Feinstein and Chambliss defended a provision that would allow hacking threat data to be shared in real time with the NSA and other agencies.

The bill “is not perfect for anybody” and compromises were made “between what the business sector wanted and what the privacy folks wanted,” Chambliss said.

The bill would limit the government's ability to use information it receives for “cyber-related purposes to ensure it does not engage in inappropriate investigations or regulation,” according to the summary.

While Feinstein and Chambliss said the bill could be amended on the Senate floor, they believe it will reach President Barack Obama's desk this year. The House passed its version last year.

Step Forward

The Senate bill “is a very good step forward,” three top industry officials wrote in a letter of support July 7 to Feinstein and Chambliss.

“The threat of cyber-attacks is a clear and present danger to our industry and to other critical infrastructure providers that we and the nation as a whole rely upon,” according to the letter from Frank Keating, president and chief executive officer of the American Bankers Association; Tim Pawlenty, president and CEO of the Financial Services Roundtable; and Kenneth Bentsen, president and CEO of the Securities Industry and Financial Market Association.

SIFMA, Wall Street's biggest trade group, has proposed a government-industry cyberwar council to stave off terrorist attacks that could trigger financial panic by temporarily wiping out account balances, according to an internal document.

The bill would authorize the Department of Homeland Security to serve as the primary federal civilian agency for coordinating information-sharing by creating a “portal” to interface with companies. That would enable the five-year-old DHS National Cybersecurity and Communications Integration Center to bolster its role as an anti-hacking coordinator between U.S. banks, utilities and other companies operating the networks that millions of Americans use daily.

“If we don't know what's going on, we can't respond to it,” Larry Zelvin, director of the center, said in an interview. “Sometimes we don't know about an attack until it comes up in the news or social media.”

Recent examples have shown the growing threat of hackers.
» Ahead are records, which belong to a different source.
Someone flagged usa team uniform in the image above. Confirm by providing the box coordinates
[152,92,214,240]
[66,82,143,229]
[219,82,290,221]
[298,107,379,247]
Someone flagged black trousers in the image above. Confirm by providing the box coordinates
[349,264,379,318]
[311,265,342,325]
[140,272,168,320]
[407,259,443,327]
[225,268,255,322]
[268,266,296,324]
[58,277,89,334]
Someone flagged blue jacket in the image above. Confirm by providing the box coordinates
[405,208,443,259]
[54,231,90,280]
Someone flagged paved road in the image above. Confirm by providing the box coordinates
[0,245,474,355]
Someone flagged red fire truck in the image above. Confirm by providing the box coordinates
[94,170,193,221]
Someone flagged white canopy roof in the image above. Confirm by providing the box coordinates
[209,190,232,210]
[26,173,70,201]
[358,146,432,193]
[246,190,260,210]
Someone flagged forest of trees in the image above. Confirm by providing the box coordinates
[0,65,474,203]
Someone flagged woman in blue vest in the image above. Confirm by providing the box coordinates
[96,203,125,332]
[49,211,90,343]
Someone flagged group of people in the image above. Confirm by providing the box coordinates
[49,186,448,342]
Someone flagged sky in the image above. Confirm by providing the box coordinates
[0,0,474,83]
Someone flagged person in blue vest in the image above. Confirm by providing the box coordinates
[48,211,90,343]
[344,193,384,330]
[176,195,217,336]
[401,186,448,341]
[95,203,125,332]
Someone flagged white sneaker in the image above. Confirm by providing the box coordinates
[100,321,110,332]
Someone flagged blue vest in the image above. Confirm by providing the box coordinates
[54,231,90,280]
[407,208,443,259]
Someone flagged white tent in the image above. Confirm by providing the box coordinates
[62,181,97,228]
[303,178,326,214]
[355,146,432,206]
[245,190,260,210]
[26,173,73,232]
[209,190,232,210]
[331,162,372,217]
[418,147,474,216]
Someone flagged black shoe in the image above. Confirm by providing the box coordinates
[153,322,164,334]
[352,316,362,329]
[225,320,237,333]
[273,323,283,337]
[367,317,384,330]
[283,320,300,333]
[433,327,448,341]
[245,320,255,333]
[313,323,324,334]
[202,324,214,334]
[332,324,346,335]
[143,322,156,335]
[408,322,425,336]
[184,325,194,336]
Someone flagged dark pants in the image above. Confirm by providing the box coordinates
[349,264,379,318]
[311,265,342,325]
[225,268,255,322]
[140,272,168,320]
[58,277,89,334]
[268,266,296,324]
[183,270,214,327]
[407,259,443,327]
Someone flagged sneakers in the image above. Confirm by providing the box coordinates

A Russian group known as “Energetic Bear” is attacking energy companies in the U.S. and Europe and may be capable of disrupting power supplies, security company Symantec Corp. said in a blog post last month.

'Strategically Important'

The hackers, also called “Dragonfly,” appear to have the resources, size and organization that suggest government involvement. The attackers are targeting grid operators, petroleum pipeline operators, electricity generation firms and other “strategically important” energy companies, the company said.

The U.S. Department of Justice in May indicated five Chinese military officials for stealing the trade secrets of major global companies like U.S. Steel Corp. and Alcoa Inc. One of the indicated hackers known as UglyGorilla was seeking access to parts of a U.S. utility that would let him cut off heat or explode pipelines.

Almost two dozen privacy advocates including the Electronic Frontier Foundation and the ACLU told Feinstein and Chambliss in a June 26 letter they “strongly oppose” the bill because it could allow private communications to flow to the National Security Agency and law-enforcement agencies. It also doesn't have adequate controls to protect personal data or limit how information is used, and gives companies overly broad liability protection, the groups wrote.